Arrivare a Vladivostok in Transiberiana in pieno inverno è pari solo ad arrivare a Venezia ad inizio primavera. Col Frecciarossa o con Italo? Direi il secondo, anche solo per l’assonanza del nome con l’auto Itala che sta accompagnando il nostro viaggio.

A Vladivostok ci potrei vivere. L’atmosfera plumbea che solo i militari di guarnigione riescono magistralmente a creare, oggi è totalmente svanita.

La fortezza installata nel 1922 nel golfo naturale che ad alcuni amanti della vodka ha ricordato il Corno d’Oro è sfumata via, lasciando i sommergibili nucleari ad arrugginire placidamente alla fonda nel porto.

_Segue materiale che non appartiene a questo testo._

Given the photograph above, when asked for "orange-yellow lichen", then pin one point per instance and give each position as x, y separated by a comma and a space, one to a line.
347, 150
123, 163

La città, top secret fino al 1992 per ogni occidentale, oggi ride.   

Ride e se ne fotte del vento che ghiaccia tutto con grande professionalità. Ride perché è giovane e senza pensieri.  Vi transita una umanità internazionale molto variegata.   

Tonnellate di giovani sud coreani con mobile incorporato e lunghi  piumini colorati dal taglio simile al paltò dello zio Fester. Quintali di giapponesi anzianotti, dall’incedere tipicamente rigido e paludati con i migliori indumenti outdoor da freddo di tutta l’Asia.  E io che credevo di essere il più elegante!  E poi i russi locali.  Qui son tutti giovani e belli, soprattutto le donne, strano che i lumaconi italici non ne abbiano ancora avuto nota.  Gli uomini palestrati a dovere mostrano ancore e nodi di antichi splendori marinareschi sugli avambracci mentre salgono sulle loro Porsche Cayenne assolutamente bianche o nere.   

Hanno pure una squadra di calcio!  Il logo mostra una tigre siberiana, i colori credo siano il giallo e verde, ma non son sicuro.  Di certo è che han un brasiliano nella rosa.     

La cosa che più amo assieme al sommergibile verde del 1940 messo a secco, sono i bistrot di Vladivostok.  Vi si respira un’aria universitaria di spensieratezza e studio.  

Ce ne è pure uno che ha il caffè Illy, cosa volete di più.  

Se vi prende la saudade andate a mangiarvi due granchi con il “Ronaldo” di Vladivostok  e  passa tutto.